Ora è ufficiale: il team tedesco tornerà a combattere per il trofeo velico più ambito al mondo. Lo ha annunciato il capo del sindacato Michael Scheeren. Euforia in Germania, orrore in Italia. Dopo dieci anni e tre campagne, Prada chiude la sua partecipazione all'America's Cup.
Dopo Desafio Español, Team Shosholoza, Tema Origin, Team New Zealand e il campione in carica Alinghi, anche Team Germany si è iscritto alla 33a America's Cup. Con l'iscrizione anticipata e l'ingaggio già annunciato del nuovo skipper Karol Jablonski, il sindacato tedesco mette un punto esclamativo per una partecipazione di successo a Valencia nel 2009. Il tempo a disposizione è sufficiente per prepararsi professionalmente a questa grande sfida.

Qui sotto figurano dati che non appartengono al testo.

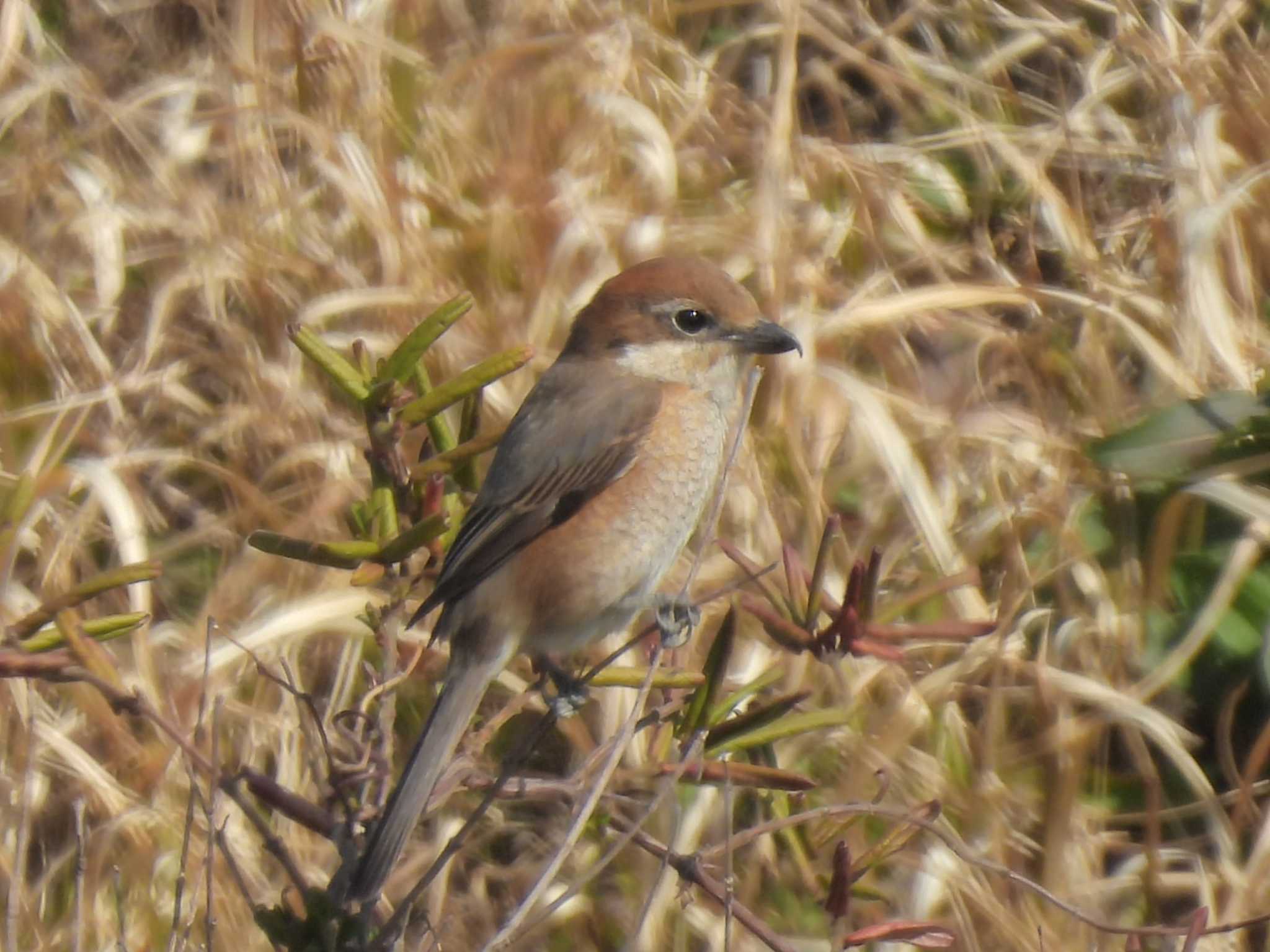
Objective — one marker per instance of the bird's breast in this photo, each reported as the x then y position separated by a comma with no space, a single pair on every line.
593,573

"È un'ottima cosa, un'ottima cosa per la Germania e un'ottima cosa per lo sport della vela", ha dichiarato un entusiasta Rolf Bähr, Presidente dell'Associazione Tedesca della Vela. "Questo sport si è già fatto molti nuovi amici durante l'ultima America's Cup", continua Bähr. Michael Scheeren è d'accordo: "Con la prima campagna tedesca abbiamo preso un impegno nei confronti della vela tedesca. Vogliamo continuare a rispettarlo anche in futuro".
Mentre in Germania sono già in corso i preparativi per il 2009, Prada annuncia il suo ritiro dalla corsa per il trofeo che risale a 156 anni fa.

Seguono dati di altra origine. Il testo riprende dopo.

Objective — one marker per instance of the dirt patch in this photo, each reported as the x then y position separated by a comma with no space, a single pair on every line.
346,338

"Con tre partecipazioni negli ultimi dieci anni, abbiamo vissuto un periodo molto interessante con molte sfide. È stata un'esperienza indimenticabile sia dal punto di vista sportivo che umano. Spero che nella prossima edizione un altro team possa rappresentare l'Italia ai vertici dell'America's Cup", ha dichiarato il proprietario del team e boss di Prada Patrizio Bertelli.

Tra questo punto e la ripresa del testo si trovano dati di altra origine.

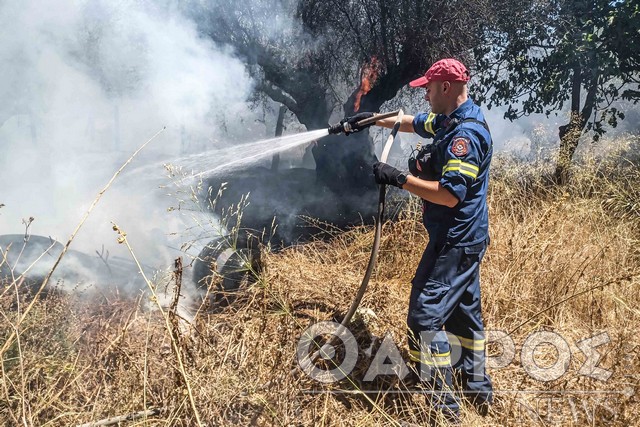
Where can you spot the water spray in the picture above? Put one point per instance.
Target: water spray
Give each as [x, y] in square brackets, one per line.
[325, 351]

La decisione di partecipare nuovamente è stata analizzata attentamente. Ma nonostante la disponibilità di risorse finanziarie e di personale, Bertelli ha spiegato: "Abbiamo chiuso il cerchio".
Il sindacato Prada Challenge (Luna Rossa), fondato nel 1997, ha vinto la Louis Vuitton Cup nel 2000. La successiva America's Cup contro New Zealand fu persa per 5-0 senza possibilità di successo. Dopo una campagna di minor successo nel 2003, Prada ha raggiunto la finale della Louis Vuitton Cup di quell'anno, ma ha perso 5-0 contro Team New Zealand.